Our technicians have worked with everything from basic polyamides to advanced fluoropolymers. Many materials perform well until you push the envelope. Standard polyimides provide decent heat stability, but Polyimide CR holds structure and strength where other films and molded components begin to deform or crack. The continuous service temperature often exceeds 300°C, which means this material doesn't falter inside turbines, electric drives, or fast-switching semiconductors. In semiconductor manufacturing, sliding bearings, compressor valves, probe cards, and IC test sockets built from Polyimide CR hold tight tolerances and preserve signal integrity.

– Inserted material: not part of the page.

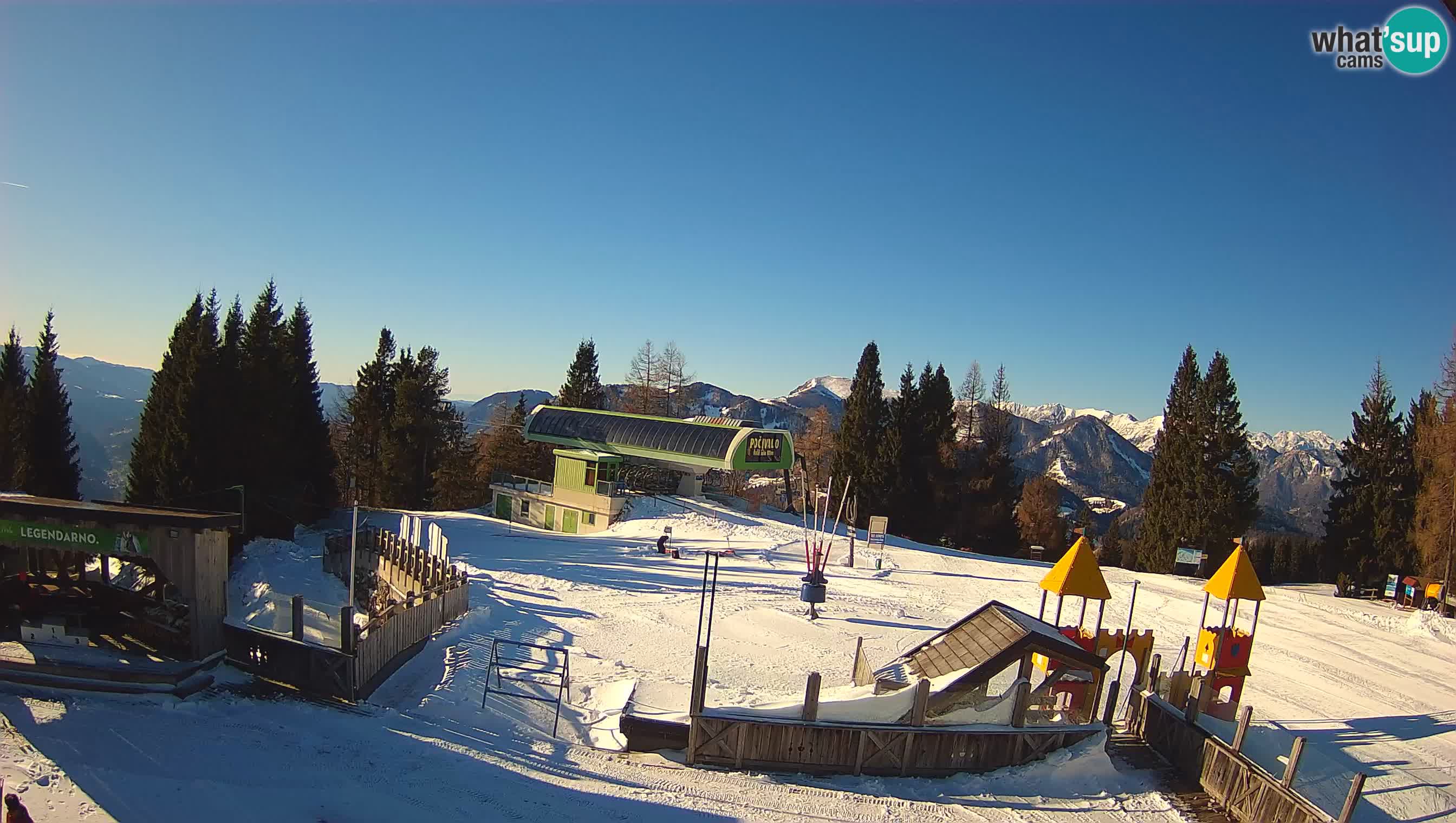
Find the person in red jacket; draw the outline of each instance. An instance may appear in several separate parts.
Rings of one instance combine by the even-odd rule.
[[[4,820],[6,823],[35,823],[17,794],[4,795]]]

There’s a story within every batch we prepare. Typical resins might compromise on either toughness, dielectric strength, or chemical resistance, forcing buyers to choose between properties. Polyimide CR carries its full performance suite—even after repeated exposure to aggressive solvents or plasma. Our experience with pilot lots for flexible PCBs taught us how this resin shrugs off both soldering heat and prolonged UV. On the chemical front, think of oxygen plasma, concentrated acids, and harsh organics—to Polyimide CR, it’s just another day in the lab.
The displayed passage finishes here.